Our history since statehood reflects complacency and some smugness. Our Sakada forefathers, given their druthers, did not want their own children to follow them into the sugar and pineapple fields or the mills, although some did so and earned fairly good livings. But as the plantations went out of production, the options in service industries offered less opportunities for middle class rising. The Visitor Industry took on greater and greater importance. Construction provided jobs, when you were off the bench, as more hotel rooms were added. And the new immigrants worked those jobs just as the Sakadas and their contemporaries had provided labor on the plantations in the generations prior.

In truth, choices got made in the past that in hindsight didn’t work out fully as envisioned. Dream City allowed plantation laborers to own homes outside of the sugar worker camps—a longterm project with existing island residents as the market. As tourism grew and jets democratized travel so people could visit more regularly, vacation and second homes in Hawai‘i gradually became a thing, too. Condominiums. Timeshares. And developers, including many of the plantation agribusinesses looking for added revenues as their crop profits flattened, built for that market rather than for local residents or their workforce or the children of that workforce.

Did boomers ruin Hawai‘i like they ruined the rest of the country (and perhaps the world)? It was a series of collective decisions—some made by us and some forced on us by outside forces—but Thank God we’re still in the fight to swing things around.

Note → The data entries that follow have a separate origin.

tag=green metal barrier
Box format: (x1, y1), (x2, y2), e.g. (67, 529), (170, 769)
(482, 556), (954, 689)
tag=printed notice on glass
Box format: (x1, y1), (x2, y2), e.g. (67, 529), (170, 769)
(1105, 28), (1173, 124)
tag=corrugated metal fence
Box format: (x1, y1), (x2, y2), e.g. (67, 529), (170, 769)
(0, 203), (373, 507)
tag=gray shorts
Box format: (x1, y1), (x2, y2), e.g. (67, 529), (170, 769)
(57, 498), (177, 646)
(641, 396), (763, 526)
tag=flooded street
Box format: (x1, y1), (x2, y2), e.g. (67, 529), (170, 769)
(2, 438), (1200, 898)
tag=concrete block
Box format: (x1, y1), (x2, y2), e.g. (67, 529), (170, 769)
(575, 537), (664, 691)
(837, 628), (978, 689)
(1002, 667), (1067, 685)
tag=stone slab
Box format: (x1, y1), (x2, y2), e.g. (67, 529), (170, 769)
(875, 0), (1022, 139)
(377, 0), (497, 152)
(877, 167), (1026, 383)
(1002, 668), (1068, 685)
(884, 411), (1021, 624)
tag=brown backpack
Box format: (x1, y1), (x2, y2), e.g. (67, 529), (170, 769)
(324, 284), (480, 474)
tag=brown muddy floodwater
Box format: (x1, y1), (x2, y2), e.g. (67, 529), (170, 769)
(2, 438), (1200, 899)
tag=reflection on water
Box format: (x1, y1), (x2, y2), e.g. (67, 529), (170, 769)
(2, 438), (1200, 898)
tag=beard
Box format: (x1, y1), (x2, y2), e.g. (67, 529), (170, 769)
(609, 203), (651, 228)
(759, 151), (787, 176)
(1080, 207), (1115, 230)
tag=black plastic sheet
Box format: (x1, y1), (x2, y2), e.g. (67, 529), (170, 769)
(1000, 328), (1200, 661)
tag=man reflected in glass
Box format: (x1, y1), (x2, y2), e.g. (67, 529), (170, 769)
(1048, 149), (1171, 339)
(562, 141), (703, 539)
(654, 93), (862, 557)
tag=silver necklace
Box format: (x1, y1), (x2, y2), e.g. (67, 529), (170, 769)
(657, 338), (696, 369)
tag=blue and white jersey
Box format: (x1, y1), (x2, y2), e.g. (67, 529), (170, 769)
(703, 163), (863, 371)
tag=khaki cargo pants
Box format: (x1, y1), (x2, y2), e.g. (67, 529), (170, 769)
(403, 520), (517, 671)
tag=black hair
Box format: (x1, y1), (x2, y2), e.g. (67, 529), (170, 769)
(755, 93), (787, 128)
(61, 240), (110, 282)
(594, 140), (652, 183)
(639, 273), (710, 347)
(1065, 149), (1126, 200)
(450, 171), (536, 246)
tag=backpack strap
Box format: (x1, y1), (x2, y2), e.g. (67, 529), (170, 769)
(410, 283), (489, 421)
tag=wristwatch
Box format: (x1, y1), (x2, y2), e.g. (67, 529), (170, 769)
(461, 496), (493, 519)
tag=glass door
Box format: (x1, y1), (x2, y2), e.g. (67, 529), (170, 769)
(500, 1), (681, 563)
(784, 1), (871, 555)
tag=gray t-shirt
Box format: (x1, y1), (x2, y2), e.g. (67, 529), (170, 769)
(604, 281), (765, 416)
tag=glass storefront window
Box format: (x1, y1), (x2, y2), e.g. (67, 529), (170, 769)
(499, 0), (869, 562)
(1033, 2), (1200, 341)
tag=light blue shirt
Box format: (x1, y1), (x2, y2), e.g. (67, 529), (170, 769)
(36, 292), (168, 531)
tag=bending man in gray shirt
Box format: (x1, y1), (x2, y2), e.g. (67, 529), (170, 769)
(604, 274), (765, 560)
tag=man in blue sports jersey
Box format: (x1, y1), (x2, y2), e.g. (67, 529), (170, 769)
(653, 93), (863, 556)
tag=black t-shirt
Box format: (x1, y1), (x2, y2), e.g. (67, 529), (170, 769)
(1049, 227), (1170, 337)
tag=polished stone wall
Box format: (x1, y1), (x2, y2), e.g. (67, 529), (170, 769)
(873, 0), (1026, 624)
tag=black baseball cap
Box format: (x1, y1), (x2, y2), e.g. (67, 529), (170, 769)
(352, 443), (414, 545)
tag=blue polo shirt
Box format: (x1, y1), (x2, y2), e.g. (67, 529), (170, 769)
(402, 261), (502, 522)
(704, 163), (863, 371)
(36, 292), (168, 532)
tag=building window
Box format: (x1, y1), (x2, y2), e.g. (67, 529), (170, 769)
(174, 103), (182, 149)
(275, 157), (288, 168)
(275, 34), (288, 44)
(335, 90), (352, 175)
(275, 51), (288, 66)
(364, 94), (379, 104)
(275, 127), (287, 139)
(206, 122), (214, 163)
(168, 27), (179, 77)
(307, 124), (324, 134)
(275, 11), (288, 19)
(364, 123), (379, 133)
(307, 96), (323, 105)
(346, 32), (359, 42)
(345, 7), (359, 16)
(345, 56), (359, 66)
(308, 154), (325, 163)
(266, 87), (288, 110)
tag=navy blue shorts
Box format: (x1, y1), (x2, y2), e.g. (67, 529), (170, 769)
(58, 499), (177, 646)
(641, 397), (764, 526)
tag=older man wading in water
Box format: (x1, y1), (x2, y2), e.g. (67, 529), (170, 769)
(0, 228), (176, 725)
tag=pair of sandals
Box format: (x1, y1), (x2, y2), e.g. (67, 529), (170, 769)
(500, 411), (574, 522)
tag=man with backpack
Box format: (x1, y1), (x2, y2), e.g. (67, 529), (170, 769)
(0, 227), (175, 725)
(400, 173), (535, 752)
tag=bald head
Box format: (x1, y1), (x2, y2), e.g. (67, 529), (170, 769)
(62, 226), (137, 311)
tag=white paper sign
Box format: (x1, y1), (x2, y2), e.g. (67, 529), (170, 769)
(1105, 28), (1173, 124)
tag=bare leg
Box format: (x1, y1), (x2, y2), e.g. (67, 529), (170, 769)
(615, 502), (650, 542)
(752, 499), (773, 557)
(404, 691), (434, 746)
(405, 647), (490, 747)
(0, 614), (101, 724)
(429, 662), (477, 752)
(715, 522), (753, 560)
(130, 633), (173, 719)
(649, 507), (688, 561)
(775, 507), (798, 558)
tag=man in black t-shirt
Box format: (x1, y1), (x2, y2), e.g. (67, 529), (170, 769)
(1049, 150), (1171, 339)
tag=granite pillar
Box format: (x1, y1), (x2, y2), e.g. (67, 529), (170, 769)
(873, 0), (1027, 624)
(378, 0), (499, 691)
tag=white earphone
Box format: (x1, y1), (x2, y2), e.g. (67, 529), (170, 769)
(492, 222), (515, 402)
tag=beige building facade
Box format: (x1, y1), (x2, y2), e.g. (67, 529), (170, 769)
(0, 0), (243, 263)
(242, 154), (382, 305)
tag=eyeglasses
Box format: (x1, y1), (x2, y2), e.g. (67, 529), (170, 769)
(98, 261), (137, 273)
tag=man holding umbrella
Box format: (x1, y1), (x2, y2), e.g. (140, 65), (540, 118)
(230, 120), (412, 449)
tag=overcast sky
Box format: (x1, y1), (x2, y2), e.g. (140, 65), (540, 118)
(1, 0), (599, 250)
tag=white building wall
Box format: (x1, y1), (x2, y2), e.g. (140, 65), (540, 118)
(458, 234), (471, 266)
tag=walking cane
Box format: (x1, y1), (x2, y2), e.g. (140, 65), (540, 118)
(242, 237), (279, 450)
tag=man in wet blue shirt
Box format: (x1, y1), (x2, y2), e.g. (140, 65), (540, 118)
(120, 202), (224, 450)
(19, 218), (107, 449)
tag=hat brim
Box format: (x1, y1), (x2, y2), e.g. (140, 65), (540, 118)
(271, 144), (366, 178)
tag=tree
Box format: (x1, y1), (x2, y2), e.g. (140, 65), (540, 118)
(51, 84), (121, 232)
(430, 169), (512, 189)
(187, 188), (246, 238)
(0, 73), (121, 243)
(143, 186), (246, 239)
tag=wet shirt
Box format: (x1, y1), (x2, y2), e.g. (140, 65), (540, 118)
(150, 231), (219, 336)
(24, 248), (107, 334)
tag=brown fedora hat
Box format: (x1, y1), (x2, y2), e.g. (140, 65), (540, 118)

“Gen-Z”-sisters Rizamay and Trisha Basig playfully send their uncle a message on SnapChat.
Photo: Rizamay Basig

We can certainly look at favoring local people in supporting housing projects priced better for residents and putting what resources we have into those kinds of communities. I walk my Chug each morning at the Kahului Regional Park (one of Shan Tsutsui’s best ideas in retrospect). You can see portions of the nearby Kahului/Maui Lani neighborhoods and Wailuku Heights and the fallow fields that Tsutsui’s Mahi Pono company now owns.

But there are still signs of the rural life that once defined Maui. You sometimes see some cattle lounging near the fence line that separates the park from private property. The other day I saw a wild pig burst out from the bushes near Maui High School and take off down the sidewalk along Papa Avenue. And the rash of brush fires this past year dusted nearby communities with black snow. You can’t help but feel some nostalgia for some of the simpler parts of growing up on Maui back in our day.

Folks in public service sometimes envy our neighbors in the Pacific. New Zealand and Australia and Saipan and Polynesia can control their borders—keeping out invasive species easier and even controlling who can own property in their borders. But Hawai‘i, like other states in the American Union, doesn’t have the power locally to limit landownership to our residents. Even the Hawai‘i Tourism Authority understands that unlimited growth in the number of tourists is taxing not just our infrastructure but our people’s willingness to have so many visitors (Aloha. Spend your money. Go home. Mahalo.). And perhaps that realization by even the keepers of our economy indicates change. That’s a good thing.

Gilbert S.C. Keith-Agaran grew up in Pā‘ia and Kahului while Pioneer Mill, Pu‘unēnē Mill and Pā‘ia Mill still operated. He represents Central Maui in the Hawai‘i State Senate.